Unicode and the Unix Console?
Phactorial asks: "At it's current state, most UNIX consoles (not graphical terminal emulators, mlterm is out for this) I have dealt with do not handle unicode properly. This is essential when it comes to dealing with languages that require characters that are not in the current ASCII set. I was wondering if anyone out there is developing a solution for non-Linux platforms. I know the Arabeyes project is currently working on a project called 'Akka' which provides UTF-8 (kinda) support and even shaping and bidirectional code (essential for many languages in the East, the program works fine and I am working on getting a FreeBSD port out). However, I was pondering, how are other UNIX consoles doing? Do any of them fully support unicode, even bidirectional characters? shaping? (a great many of today's UNIX applications lack many if not all of these ;(). If you know of such applications or are working on support for a platform, could you give feedback as to your experiences and thoughts on the current state of the UNIX console?"
Solaris 2.6 supports 56 "locales" and is six or so years old now. Is this what you were asking about? I don't have experience with non-USA locales, but it seems the UNIX people have realized that there are countries outside of North America and have tried to accomodate them.
Vote in November. You won't regret it.
You can keep the byte orientation and still have Unicode support. See this.
As it is, I'm always hitting the limitations of those programmers who think that ASCII is good-enough.
The most common example for me: In Unix consoles that do not support Unicode, I can't (easily) move between directories that were created with Unicode characters on an OS that supports it. Typically the Unicode characters are converted to unprintable, or at least, untypeable, characters.
Some programmers forget that the point of the program is to serve the user, not some idiotic notion of what the underlying implementation should be.
Also, those mods that gave dentin an Insightful, might want to look at his other (recent) brilliant reasons why Unicode should not be supported:
The Internet will be broken up into cliques because some people don't know how to type an umlaut, and therefore won't have access to a site they can't read anyway
Forcing programmers to support languages that cannot use ASCII is unfair to computer science and all those programmers who have spent years investing in ASCII
"In a hundred years, there will be a global language anyway - if anything we should be vehmently refusing to pointlessly break perfectly good code to support local quirks"
Well, you could start by looking at everybody who wrote that software you mention.
People who write that software never use their "internationalization" -- they see it as a "feature" to add in the list of marketing checkboxes.
Then add everybody who has to deal with more than just Ameri^H^H^H^H^HEnglish text on a day-to-day basis.
That will be me -- and I hate Unicode.
Probably took too small a survey, then. People in my lab write them every day. We write mostly in English (sometimes German), and refer to people, locations, and events in a dozen European countries. Using some pre-Unicode technique, like "codepages", would be a nightmare.
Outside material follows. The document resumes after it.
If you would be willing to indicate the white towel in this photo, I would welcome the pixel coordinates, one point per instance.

Almost all European languages, including English, are in a single iso8859-1 charset -- what happens to coincide with the beginning of Unicode table. People who use iso8859-1 can "switch to Unicode" and continue using just the same thing with longer bytes, getting no benefit whatsoever but pretending to have "internationalized" their software. For everyone else Unicode causes nothing but trouble, waste of resources and incompatibilities.
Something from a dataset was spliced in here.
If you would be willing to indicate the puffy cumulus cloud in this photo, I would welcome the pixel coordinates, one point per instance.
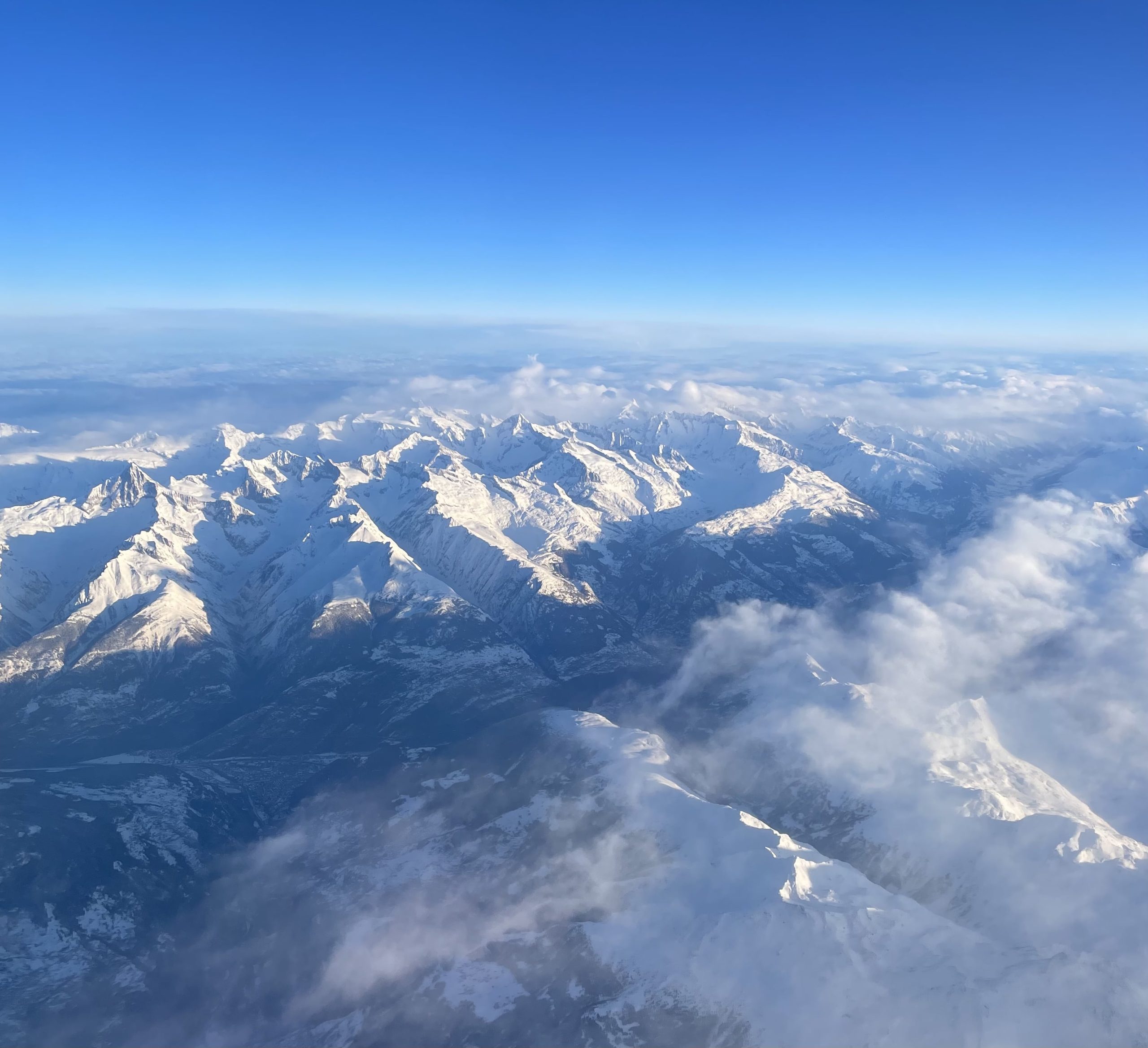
(977, 741)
As for "code pages" this is a DOS/Windows kludge that is a dumb idea in its own way -- everyone else uses _charsets_ and those can be easily displayed in pretty much everything. The only problem is, no one bothered to make a usable (that means, not XML) tagged format that can include information about languages and charsets used in a document. MIME has charset information for parts of the document, and substrings in the header but not substrings in the document, so it isn't really usable either, however can be used as a proof of viability -- most of mail clients have it all implemented, therefore metainformation with charsets can be easily used.
Contrary to the popular belief, there indeed is no God.